Philosophers have studied the ideas of space and time since ancient Greece. For example, Parmenides believed that time is not real. Later, Isaac Newton thought time was absolute, while his friend Gottfried Wilhelm Leibniz argued that time only exists as a relationship between events and cannot be separated from them. Leibniz’s view helped develop the idea of spacetime in relativity theory.

Many philosophers believe that relativity supports eternalism, the idea that the past and future exist as real things, not just changes that happened or will happen. Dean Rickles has some different ideas but agrees that most scientists think relativity does not support presentism, the belief that only the present is real. Some philosophers think time is like a dimension of space, with future events already existing in the same way different places exist. Others disagree with this view.
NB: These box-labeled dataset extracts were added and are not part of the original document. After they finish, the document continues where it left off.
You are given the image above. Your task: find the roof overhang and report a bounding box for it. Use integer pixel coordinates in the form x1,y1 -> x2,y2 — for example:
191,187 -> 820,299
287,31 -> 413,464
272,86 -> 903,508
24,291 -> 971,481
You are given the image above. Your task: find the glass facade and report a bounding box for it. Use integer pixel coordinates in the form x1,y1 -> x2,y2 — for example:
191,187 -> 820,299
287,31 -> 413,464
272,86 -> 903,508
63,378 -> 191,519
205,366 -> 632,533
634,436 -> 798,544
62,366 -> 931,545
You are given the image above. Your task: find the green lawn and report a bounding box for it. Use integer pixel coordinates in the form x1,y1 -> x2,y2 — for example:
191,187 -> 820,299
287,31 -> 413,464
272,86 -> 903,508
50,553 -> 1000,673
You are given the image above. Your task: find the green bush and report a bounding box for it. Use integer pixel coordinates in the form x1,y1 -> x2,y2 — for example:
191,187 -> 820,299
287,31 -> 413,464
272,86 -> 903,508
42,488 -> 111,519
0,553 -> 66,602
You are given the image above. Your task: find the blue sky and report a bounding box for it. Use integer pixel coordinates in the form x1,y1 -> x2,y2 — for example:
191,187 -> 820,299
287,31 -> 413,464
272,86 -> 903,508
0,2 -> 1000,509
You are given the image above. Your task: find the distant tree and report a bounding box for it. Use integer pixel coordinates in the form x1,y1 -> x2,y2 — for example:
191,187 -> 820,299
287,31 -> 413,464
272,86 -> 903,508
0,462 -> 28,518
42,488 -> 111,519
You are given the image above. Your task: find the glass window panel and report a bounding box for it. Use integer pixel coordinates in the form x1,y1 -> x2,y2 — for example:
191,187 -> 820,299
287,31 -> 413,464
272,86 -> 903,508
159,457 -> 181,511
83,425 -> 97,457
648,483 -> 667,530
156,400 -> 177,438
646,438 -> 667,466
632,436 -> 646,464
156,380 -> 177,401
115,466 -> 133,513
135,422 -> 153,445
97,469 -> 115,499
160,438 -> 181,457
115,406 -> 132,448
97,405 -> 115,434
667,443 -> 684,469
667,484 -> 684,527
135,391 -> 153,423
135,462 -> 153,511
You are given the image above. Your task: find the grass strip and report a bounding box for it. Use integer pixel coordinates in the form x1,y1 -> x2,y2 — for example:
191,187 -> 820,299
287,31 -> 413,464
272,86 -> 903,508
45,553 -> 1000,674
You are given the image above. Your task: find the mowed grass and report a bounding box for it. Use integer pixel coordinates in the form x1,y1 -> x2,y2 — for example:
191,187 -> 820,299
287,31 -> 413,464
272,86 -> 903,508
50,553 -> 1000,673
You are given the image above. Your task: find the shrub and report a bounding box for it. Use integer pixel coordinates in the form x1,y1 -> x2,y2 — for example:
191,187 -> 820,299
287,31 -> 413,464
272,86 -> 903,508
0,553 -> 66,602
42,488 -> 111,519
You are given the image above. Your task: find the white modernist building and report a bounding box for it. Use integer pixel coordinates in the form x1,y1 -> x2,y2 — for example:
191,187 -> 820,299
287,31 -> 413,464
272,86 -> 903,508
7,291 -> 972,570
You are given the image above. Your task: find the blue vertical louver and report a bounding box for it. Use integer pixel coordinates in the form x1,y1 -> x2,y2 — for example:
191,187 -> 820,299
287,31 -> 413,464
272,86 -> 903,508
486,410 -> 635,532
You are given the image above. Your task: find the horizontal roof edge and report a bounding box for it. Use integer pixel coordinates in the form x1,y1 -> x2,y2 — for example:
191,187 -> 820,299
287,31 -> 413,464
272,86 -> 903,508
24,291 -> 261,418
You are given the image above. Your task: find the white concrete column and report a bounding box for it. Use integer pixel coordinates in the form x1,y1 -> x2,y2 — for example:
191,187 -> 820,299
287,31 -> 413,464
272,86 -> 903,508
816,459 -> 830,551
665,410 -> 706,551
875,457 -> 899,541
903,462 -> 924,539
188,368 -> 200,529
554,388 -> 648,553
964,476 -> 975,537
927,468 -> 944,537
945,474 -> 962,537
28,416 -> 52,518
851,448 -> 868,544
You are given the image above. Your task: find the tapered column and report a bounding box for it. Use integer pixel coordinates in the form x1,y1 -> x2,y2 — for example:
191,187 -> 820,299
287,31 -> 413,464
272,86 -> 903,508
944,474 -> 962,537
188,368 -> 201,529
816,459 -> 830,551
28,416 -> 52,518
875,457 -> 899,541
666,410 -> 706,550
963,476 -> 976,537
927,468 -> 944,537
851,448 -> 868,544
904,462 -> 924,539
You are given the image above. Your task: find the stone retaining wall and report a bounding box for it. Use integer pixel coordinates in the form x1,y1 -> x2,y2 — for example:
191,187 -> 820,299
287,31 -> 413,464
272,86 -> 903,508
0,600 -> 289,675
Presentism is the idea that the past and future only exist as changes to the present and are not real on their own. In this view, time travel is impossible because there is no real past or future to visit. Keller and Nelson argue that even if the past and future are not real, there can still be true facts about them. For example, a time traveler’s decision to return to the present might explain their appearance in the present. However, some people disagree with this idea.

A common problem with time travel is the grandfather paradox. If someone could travel back in time and change the past, it might create contradictions, like preventing their own birth. Philosophers debate whether these problems mean time travel is impossible. Some say time travel might be possible, but changing the past is not, an idea similar to the Novikov self-consistency principle in physics.

The theory of compossibility says that what can happen in situations like time travel depends on all other factors involved. If the past is a certain way, it cannot be different. Time travelers can only do things that already happened to avoid contradictions.

The Novikov self-consistency principle, named after Igor Novikov, states that time travelers cannot change the past because their actions were always part of history. Their actions might cause events in their own past, leading to circular causes, such as a predestination paradox or a bootstrap paradox. The term "bootstrap paradox" comes from a story by Robert A. Heinlein. This principle suggests that the laws of physics in areas with time travelers are the same as everywhere else.

Philosopher Kelley L. Ross argues that time travel involving closed loops, like a watch being passed back in time, might break the second law of thermodynamics. In the movie Somewhere in Time, a watch is given to a person and later returned to the same person in the past. Ross says the watch would wear down over time, increasing its entropy. However, scientists note that entropy usually increases in isolated systems, but objects interacting with the outside world might not always follow this rule.

In 2005, Daniel Greenberger and Karl Svozil proposed that quantum theory allows for a model of time travel where the past must remain self-consistent.